Twentynine Palms -- Here at the Combat Center, it is our mission to not only conduct training that prepares our fighting forces for what they may encounter while forward deployed, but to ensure the best possible quality of life for Combat Center patrons and all who call our installation home. In order to ensure the safety of pedestrians, drivers and children, the Combat Center is beginning its first phase of a zero-tolerance speeding policy, which will be outlined in Combat Center Order 1630.8F, the new guidance on traffic safety.
“The speed limit in all residential areas is 15 mph because we have children, pets and family members who live in the housing areas,” said Lt. Donald Albers, chief traffic crash investigation officer, Provost Marshal’s Office. “15 mph gives you enough time to avoid an object [or person] in the road, but if you exceed the speed limit it can reduce your reaction time and that’s when it becomes a hazard.”

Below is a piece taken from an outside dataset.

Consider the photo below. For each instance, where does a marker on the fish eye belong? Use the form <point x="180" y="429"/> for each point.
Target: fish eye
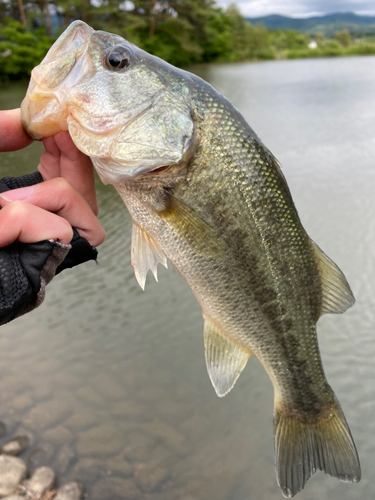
<point x="117" y="58"/>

Per the direction of Brig. Gen. William F. Mullen III, Combat Center Commanding General, Combat Center patrons who are caught speeding in residential areas will face serious repercussions.
“Anyone who is caught driving between 16 -19 mph [in a residential area] will be issued a citation with a traffic court date,” Albers said. “Anyone who is caught going 20 mph [in a neighborhood] or higher will have their driving privileges suspended for 30 days on the spot. The individual will be asked to park their car and someone else who can drive aboard the installation will be asked to remove the vehicle.”
Combat Center residents are also encouraged to keep in mind the speed limits of 25 mph on main roads, 35 mph on Del Valle and 45 mph toward Camp Wilson as well as the policies regarding tailgating and pedestrians’ right of way explained in existing CCO 1630.8E.
According to CCO 1630.8E, the Combat Center’s motor vehicle and traffic regulations will conform to the California Vehicle Code which states that ‘the driver of any motor vehicle, prior to driving over or upon any sidewalk, shall yield the right-of-way to any pedestrian approaching thereon.’
“Make sure that regardless of where you are, you’re practicing safe driving,” Albers said. “Don’t be an aggressive driver and ensure you’re keeping a safe following distance from the person in front of you. The speed limits were established for a reason. Speeding on base will affect not only the lives of the person caught, but those around them.”